Infrastructure at your Service

Daniel Westermann

Using pgBackRest to backup your PostgreSQL instances to a s3 compatible storage

When it comes to backup and restore of PostgreSQL we usually recommend pgBackRest to our customers. This tool comes with many options and features and should bring everything you need. Most of the times we install a dedicated backup host for pgBackRest, which centralizes all backups of the PostgreSQL instances.
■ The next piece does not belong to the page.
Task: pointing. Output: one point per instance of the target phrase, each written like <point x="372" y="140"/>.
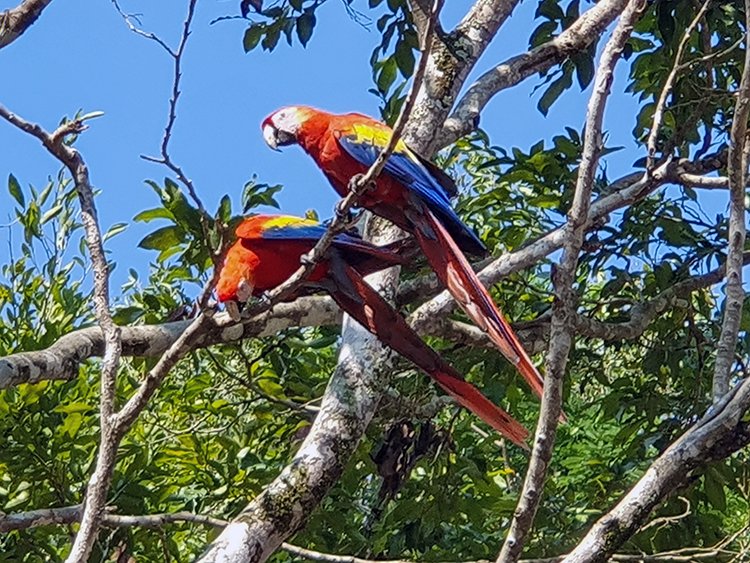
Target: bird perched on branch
<point x="268" y="251"/>
<point x="413" y="193"/>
Sometimes we have several of those, e.g. one for production instances, another for test and development or even a dedicated one for development. How you organize this is mostly driven by business requirements. Most of the times, these dedicated backups hosts get backed up by an enterprise backup solution for long term archiving. Another option you have is, to write the backups directly to a S3 compatible storage solution and this is the topic of this post.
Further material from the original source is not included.